Wet betreffende het pensioen van sommige leden van het personeel van het onderwijs van de Staat en van het Gesubsidieerd onderwijs.

  • goedkeuringsdatum
    11 JULI 1969
  • publicatiedatum
    B.S.20/08/1969
  • datum laatste wijziging
    10/10/2000

BOUDEWIJN, Koning der Belgen,

Aan allen die nu zijn en hierna wezen zullen, Onze Groet.

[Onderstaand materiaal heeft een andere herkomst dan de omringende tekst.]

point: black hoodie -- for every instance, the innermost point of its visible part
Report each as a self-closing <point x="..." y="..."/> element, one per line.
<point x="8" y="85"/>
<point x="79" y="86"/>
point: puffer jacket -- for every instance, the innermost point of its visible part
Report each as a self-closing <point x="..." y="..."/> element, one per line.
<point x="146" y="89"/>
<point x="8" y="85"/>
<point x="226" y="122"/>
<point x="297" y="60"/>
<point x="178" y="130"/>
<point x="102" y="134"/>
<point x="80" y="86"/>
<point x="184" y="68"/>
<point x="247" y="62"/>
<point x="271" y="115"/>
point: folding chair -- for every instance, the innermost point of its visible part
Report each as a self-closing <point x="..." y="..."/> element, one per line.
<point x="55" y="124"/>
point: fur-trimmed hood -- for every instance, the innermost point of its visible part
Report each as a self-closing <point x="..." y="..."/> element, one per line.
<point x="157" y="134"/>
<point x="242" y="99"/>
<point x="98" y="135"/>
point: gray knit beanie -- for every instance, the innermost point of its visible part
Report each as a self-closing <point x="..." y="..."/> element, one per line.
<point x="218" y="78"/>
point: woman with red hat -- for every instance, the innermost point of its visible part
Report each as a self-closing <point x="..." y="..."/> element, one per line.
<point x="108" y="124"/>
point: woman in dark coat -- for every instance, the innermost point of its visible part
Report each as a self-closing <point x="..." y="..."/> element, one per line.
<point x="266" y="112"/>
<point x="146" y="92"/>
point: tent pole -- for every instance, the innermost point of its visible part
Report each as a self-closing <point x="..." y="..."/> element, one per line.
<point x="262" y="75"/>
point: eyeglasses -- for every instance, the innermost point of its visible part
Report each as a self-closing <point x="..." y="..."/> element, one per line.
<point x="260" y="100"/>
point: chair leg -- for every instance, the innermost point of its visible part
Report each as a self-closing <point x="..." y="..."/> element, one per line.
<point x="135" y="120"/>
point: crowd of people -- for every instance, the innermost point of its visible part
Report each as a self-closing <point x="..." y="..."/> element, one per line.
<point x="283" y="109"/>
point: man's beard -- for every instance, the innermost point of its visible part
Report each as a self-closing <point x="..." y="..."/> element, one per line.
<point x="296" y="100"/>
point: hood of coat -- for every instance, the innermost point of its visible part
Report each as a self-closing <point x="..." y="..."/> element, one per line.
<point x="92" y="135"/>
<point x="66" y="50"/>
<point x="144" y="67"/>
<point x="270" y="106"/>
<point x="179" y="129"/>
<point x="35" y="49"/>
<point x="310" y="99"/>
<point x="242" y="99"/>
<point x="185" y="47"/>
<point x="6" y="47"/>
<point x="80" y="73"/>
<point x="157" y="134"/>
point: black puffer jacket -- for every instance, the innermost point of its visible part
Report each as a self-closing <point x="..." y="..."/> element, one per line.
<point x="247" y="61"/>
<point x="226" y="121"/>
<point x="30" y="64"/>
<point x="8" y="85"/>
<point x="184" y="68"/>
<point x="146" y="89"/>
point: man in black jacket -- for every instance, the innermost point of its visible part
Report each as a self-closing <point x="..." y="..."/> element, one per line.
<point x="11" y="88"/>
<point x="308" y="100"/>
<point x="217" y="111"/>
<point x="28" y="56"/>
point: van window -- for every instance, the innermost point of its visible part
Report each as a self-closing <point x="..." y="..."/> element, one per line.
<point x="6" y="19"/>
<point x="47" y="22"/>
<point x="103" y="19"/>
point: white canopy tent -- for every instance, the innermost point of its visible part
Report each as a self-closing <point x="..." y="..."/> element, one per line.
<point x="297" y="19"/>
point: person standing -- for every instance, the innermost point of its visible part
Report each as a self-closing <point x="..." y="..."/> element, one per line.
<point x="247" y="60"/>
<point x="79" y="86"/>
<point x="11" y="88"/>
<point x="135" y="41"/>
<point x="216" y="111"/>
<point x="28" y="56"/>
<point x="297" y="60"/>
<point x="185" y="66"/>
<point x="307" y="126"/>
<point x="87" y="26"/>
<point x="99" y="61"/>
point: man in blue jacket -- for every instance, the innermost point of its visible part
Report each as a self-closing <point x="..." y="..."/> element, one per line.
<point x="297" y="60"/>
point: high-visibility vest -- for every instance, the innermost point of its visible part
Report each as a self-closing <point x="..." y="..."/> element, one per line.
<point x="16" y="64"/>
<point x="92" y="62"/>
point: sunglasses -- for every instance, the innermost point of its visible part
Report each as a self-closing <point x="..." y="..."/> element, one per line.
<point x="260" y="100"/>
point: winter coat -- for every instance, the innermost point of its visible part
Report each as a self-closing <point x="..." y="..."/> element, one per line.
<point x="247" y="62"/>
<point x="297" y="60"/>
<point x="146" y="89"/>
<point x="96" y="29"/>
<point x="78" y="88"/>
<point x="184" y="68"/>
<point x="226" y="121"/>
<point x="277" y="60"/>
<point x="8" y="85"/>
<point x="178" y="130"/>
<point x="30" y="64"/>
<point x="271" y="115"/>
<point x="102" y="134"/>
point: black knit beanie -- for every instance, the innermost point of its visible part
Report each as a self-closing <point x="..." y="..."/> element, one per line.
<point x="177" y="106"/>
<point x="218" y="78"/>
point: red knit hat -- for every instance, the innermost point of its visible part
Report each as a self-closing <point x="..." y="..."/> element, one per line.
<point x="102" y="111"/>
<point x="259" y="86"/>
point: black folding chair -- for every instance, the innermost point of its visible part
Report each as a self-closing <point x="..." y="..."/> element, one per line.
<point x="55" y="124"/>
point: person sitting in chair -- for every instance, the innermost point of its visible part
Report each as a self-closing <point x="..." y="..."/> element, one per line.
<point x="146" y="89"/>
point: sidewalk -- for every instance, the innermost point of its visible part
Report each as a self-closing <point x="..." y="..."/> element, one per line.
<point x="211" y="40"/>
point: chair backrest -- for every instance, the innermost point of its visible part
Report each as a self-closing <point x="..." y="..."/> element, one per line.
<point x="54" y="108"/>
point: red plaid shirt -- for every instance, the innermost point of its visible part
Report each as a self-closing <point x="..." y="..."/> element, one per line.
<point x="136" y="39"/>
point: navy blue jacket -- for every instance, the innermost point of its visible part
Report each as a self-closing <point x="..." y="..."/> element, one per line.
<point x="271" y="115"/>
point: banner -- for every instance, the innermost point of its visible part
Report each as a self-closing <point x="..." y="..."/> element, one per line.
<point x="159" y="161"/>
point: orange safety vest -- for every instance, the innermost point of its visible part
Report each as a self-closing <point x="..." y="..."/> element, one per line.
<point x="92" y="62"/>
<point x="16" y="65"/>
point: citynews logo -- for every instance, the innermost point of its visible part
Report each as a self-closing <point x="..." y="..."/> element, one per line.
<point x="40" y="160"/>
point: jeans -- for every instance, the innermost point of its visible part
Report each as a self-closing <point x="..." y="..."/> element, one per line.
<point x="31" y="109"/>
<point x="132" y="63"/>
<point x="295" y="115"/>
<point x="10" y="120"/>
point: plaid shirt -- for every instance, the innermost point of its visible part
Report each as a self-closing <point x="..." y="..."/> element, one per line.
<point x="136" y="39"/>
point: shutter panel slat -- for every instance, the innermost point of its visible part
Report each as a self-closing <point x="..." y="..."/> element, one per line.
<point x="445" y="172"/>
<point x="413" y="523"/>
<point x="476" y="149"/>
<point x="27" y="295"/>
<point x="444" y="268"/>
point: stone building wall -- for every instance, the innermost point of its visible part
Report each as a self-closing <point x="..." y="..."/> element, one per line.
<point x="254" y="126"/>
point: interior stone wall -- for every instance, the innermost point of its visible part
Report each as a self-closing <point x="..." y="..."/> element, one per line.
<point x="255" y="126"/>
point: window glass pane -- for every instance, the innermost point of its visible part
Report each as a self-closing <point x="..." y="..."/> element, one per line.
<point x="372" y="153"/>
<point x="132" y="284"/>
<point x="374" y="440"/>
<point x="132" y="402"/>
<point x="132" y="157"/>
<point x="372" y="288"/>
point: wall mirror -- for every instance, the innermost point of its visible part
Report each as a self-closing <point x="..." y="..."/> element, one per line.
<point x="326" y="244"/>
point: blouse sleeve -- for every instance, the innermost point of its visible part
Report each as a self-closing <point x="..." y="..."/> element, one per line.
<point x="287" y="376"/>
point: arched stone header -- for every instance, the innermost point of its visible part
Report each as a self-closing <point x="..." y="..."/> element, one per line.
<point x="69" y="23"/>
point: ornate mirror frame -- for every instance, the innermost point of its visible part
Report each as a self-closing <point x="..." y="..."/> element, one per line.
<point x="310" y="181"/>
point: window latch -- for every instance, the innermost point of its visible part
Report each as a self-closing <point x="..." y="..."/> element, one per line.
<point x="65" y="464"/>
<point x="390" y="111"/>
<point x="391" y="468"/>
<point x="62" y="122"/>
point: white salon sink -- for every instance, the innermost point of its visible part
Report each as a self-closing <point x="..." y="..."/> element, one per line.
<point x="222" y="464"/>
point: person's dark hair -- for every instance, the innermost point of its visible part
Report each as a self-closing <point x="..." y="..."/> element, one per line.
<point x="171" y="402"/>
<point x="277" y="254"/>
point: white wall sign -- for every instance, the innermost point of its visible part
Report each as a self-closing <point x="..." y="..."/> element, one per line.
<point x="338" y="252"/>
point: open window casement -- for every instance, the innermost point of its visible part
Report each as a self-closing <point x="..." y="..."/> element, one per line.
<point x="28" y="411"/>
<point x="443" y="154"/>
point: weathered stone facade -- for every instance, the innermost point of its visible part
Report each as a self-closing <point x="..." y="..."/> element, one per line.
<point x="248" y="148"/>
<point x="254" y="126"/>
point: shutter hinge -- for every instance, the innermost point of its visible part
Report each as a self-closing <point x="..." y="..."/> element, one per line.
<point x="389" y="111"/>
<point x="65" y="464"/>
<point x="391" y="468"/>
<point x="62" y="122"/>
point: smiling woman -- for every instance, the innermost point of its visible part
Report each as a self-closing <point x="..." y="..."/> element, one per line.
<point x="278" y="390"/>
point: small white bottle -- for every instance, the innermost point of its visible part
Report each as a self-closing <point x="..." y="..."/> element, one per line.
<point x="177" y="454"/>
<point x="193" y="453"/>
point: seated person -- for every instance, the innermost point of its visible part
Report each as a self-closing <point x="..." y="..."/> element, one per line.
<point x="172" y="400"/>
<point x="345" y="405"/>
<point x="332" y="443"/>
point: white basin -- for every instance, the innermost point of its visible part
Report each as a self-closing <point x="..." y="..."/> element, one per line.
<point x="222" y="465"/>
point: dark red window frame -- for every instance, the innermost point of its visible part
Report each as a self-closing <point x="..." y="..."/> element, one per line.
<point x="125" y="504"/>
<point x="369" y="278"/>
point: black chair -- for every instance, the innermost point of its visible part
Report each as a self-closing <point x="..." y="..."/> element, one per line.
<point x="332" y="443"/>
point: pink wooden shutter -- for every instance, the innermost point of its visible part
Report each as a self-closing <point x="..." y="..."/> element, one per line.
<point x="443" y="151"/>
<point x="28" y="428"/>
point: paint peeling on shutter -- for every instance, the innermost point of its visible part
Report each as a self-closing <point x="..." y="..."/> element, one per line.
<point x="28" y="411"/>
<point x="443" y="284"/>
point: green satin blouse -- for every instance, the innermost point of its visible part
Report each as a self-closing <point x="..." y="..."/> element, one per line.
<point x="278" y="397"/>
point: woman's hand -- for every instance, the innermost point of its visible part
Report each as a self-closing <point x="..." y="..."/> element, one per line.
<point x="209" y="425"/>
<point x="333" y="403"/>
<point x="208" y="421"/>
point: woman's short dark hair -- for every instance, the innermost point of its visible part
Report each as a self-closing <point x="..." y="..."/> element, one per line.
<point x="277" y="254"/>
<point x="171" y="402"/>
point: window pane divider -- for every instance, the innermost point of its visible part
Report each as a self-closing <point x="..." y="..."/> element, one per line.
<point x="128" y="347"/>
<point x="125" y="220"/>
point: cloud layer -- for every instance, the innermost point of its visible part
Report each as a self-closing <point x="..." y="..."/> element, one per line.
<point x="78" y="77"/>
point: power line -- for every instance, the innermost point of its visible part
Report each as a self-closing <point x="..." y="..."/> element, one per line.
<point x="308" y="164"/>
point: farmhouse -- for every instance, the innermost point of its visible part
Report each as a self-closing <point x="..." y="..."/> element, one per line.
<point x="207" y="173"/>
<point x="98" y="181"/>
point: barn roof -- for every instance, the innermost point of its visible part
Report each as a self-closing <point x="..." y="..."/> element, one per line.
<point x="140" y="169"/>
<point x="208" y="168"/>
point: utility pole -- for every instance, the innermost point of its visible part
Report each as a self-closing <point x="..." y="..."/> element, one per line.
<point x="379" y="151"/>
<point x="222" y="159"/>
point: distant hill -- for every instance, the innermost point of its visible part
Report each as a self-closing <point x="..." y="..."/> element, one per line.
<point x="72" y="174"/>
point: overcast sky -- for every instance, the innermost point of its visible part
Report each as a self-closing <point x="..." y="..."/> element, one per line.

De Kamers hebben aangenomen en Wij bekrachtigen hetgeen volgt :

Artikel 1.

Artikel 2 van de wet van 18 mei 1912 betreffende de pensioenen van het onderwijzend personeel wordt door de volgende bepaling vervangen : ...

Art. 2.

De als stagiair aangestelde personeelsleden van het Rijksonderwijs worden met in vast verband benoemde personeelsleden gelijkgesteld.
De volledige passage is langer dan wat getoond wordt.